ST. LOUIS (CN) – Anheuser-Busch breached its fiduciary duty by refusing to consider buyout offers, including one from InBev, shareholders claim in city court.
Plaintiffs say InBev officials have wanted to discuss a merger with Anheuser-Busch since January 2007, and that such a takeover would offer a significant premium to shareholders, as Anheuser-Busch stocks have underperformed in recent years.
Anheuser-Busch makes Budweiser, Michelob and other brands of beer.
In May this year, InBev attempted to restart discussions with Anheuser-Busch. Reports at the time said InBev was offering about $65 a share, a 38 percent premium.
But lead plaintiff James Mayfield said August A. Busch III and August A. Busch IV oppose any deal and the members of the board are loyal to them.
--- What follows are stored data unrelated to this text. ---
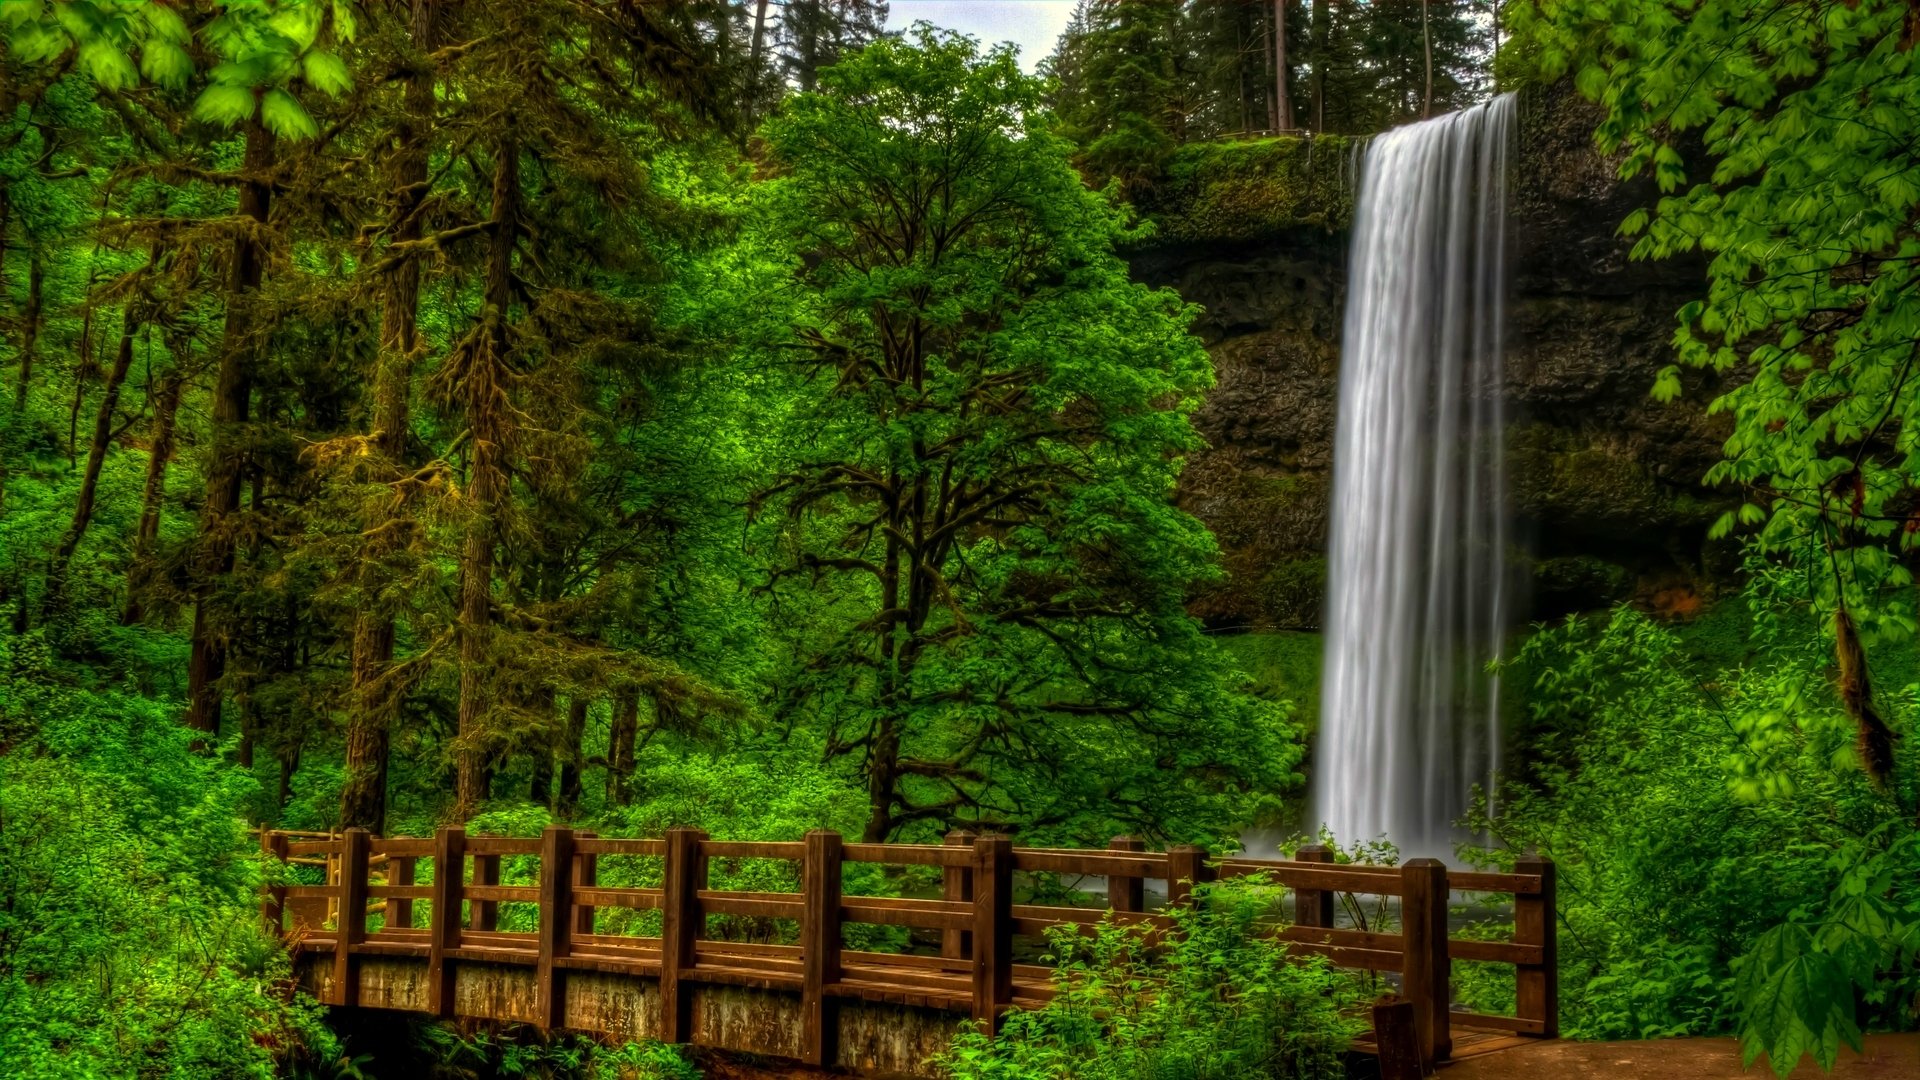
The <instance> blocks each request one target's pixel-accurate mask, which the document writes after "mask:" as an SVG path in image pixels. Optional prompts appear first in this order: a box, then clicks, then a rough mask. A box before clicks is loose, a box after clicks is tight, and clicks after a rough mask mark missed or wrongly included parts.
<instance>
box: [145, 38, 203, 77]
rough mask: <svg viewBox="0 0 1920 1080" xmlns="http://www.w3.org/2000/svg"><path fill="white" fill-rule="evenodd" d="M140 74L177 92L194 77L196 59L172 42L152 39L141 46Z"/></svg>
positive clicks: (169, 40)
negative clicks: (143, 75) (187, 54)
mask: <svg viewBox="0 0 1920 1080" xmlns="http://www.w3.org/2000/svg"><path fill="white" fill-rule="evenodd" d="M140 73H142V75H146V77H148V81H152V83H156V85H159V86H167V88H173V90H177V88H180V86H184V85H186V81H188V79H190V77H192V75H194V58H190V56H186V50H184V48H180V46H177V44H173V42H171V40H157V38H150V40H148V42H146V44H144V46H140Z"/></svg>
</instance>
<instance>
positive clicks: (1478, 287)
mask: <svg viewBox="0 0 1920 1080" xmlns="http://www.w3.org/2000/svg"><path fill="white" fill-rule="evenodd" d="M1511 131H1513V96H1511V94H1507V96H1501V98H1494V100H1492V102H1488V104H1484V106H1478V108H1473V110H1465V111H1457V113H1450V115H1444V117H1438V119H1430V121H1425V123H1417V125H1409V127H1402V129H1396V131H1390V133H1386V135H1380V136H1379V138H1375V140H1373V144H1371V146H1369V148H1367V158H1365V163H1363V167H1361V181H1359V196H1357V200H1356V209H1354V252H1352V279H1350V284H1348V300H1346V329H1344V340H1342V356H1340V421H1338V432H1336V442H1334V457H1332V459H1334V496H1332V534H1331V542H1329V561H1327V663H1325V676H1323V688H1321V730H1319V749H1317V761H1315V790H1313V805H1315V817H1317V821H1319V822H1325V824H1327V826H1329V828H1331V830H1332V834H1334V836H1336V838H1338V840H1340V842H1342V844H1352V842H1356V840H1375V838H1380V836H1384V838H1388V840H1392V842H1394V844H1396V846H1400V849H1402V853H1405V855H1450V853H1452V844H1453V840H1455V830H1453V821H1455V819H1459V815H1461V813H1463V811H1465V809H1467V801H1469V794H1471V788H1473V784H1476V782H1478V784H1484V786H1486V790H1488V792H1492V776H1494V773H1496V771H1498V769H1500V686H1498V676H1494V675H1488V673H1486V665H1488V661H1490V659H1494V657H1496V655H1498V653H1500V648H1501V634H1503V630H1505V607H1507V600H1509V582H1507V573H1505V567H1507V559H1505V548H1507V515H1505V477H1503V467H1501V427H1503V409H1501V365H1500V354H1501V332H1500V331H1501V315H1503V304H1501V298H1503V290H1505V254H1503V252H1505V202H1507V144H1509V142H1511Z"/></svg>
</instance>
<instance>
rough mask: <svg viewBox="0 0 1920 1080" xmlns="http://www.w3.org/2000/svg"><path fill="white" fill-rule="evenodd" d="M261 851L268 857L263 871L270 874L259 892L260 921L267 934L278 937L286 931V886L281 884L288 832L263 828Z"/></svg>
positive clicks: (259, 842) (283, 868) (259, 916)
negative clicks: (268, 880)
mask: <svg viewBox="0 0 1920 1080" xmlns="http://www.w3.org/2000/svg"><path fill="white" fill-rule="evenodd" d="M259 851H261V855H265V857H267V863H265V865H263V867H261V871H263V872H265V874H269V884H267V888H265V890H261V894H259V922H261V926H263V928H265V930H267V934H273V936H275V938H278V936H280V934H284V932H286V926H284V922H286V919H284V913H286V886H284V884H280V880H282V874H286V834H284V832H273V830H269V828H261V830H259Z"/></svg>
Board members are paid a minimum of $173,000 a year, and one board member got $927,000 in 2007, the complaint states.
Mayfield claims the generous compensation to board members is not on par with the company’s stock performance; it has traded between $45 and $55 a share in the past six years. Mayfield says board members have entrenched themselves at shareholders’ expense, in breach of duty, by refusing to negotiate with InBev in good faith.
Plaintiffs demand monetary damages and an order requiring the board to act in the company’s best interests. They are represented by Richard Hein. Defendants include Anheuser-Busch and 14 board members, including Busch III and Busch IV.